Call the TRA site office and tell them what you are going to do and how you intend to keep it in place. 936-365-2292. Ask for the site manager.


----------



## ConspiracyMike (Oct 5, 2009)

Thanks for the info everyone...just what I needed!!!


----------



## SV_DuckBuster (Sep 18, 2007)

We built and sank several crappie condos on Lake Nacogdoches. Made them out of pvc with concrete feet and they still produce great fish 6 years later. You can make them as big as you want and all kinds of crazy designs. I always thought they marked on the depth finder better than brush, they last longer and you don't get hungup on them while fishing. Add a few around your existing structure each year and before you know it, you have a huge area holding quality fish.

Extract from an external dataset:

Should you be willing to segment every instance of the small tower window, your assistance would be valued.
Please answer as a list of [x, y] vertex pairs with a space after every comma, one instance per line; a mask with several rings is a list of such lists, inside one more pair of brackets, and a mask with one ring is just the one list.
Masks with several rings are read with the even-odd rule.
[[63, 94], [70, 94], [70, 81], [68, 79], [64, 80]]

Can't find my pics of the ones we made, but I'll try and descibe one for you. Roughly 8'x6'x6' with at least 4 concrete feet to hold them down. We used cinder blocks and quickcrete poured into 2 gallon planters. The pvc was a mixture of 1", 2" and 3" pieces assembled into all kinds of crazy shapes to mimic a brush pile. The design was dense in the middle and had lots of long pieces hanging out and sticking up all over. They worked so much better than brush because you could fish inside them without getting snagged on anything.


----------



## ConspiracyMike (Oct 5, 2009)

how long till the fish start showing up.


----------



## tbone2374 (Feb 27, 2010)

Nice idea, bet it does work well!


----------



## Tall1 (Aug 3, 2009)

Mike, just let me know when you want to build and sink one. I'm thinking out near the channel in front of your house would be a good spot. Maybe we'll put a second one at the honey hole.


----------



## slabnabbin (May 25, 2010)

ConspiracyMike said:


> how long till the fish start showing up.


i put mine in an area where i already catch fish. the ones i put out this year i fished them 5 days later and caught fish but they were about 75-100 yards from spots i have caught fish on for years. the closer the fish are to it the faster they will move into your crappie condos. little do they know eviction could come any day.:rotfl:


----------



## ConspiracyMike (Oct 5, 2009)

I was thinking about a large square pvc grid system with 1/2 pvc stems attached pointing straight up from the grid. The 5 gallon bucket method might be easier to move since my boat is small.


----------



## slabnabbin (May 25, 2010)

pvc works well but be sure to sand it down so the algea can stick to it easier.


----------



## SV_DuckBuster (Sep 18, 2007)

ConspiracyMike said:


> how long till the fish start showing up.


Less than a week in my experience. You can expedite that process by sinking a burlap bag of range cubes, dog food, maise, etc with your condo. Draw the fish to it and then they seem to stay. We always tried to sink them in or near a fish highway (channel, creek mouth, bottom structure) which helps fish get to them faster and stay longer since it is already familiar territory. 
We only fish the condos at night and typically use 1 or 2 very large green lights suspended about 4' above the condo. When we first drop the lights in the water, everything around the boat glows green in a 20 yard diameter. 10 mins later, the water is blacked out by baitfish.

When fishing these things, we never had a trip without a few nice cats and great bass too! In fact, I have a 9lb bass on my wall that I caught from a condo on an ultralight spinning reel with 4lb mono. What a fight and great story to tell everytime someone sees that fish on the wall. Not the best lmb I ever caught, but the best fish I ever landed on 4lb mono and a tiny bream hook.


----------



## Lipless Crankbait (Mar 24, 2007)

If you build them out of plastic the denser they are the better. If you sand the plastic like mentioned above the alge will grow quicker and the fish will show up faster. Here is a pic one style we built about a week ago, we put another just like it but smaller inside and sunk them. I have started making hybrids, mostley out of plastic, with cypress tops mixed in. To have a great brush pile it needs to be in an area that would naturally hold fish.


----------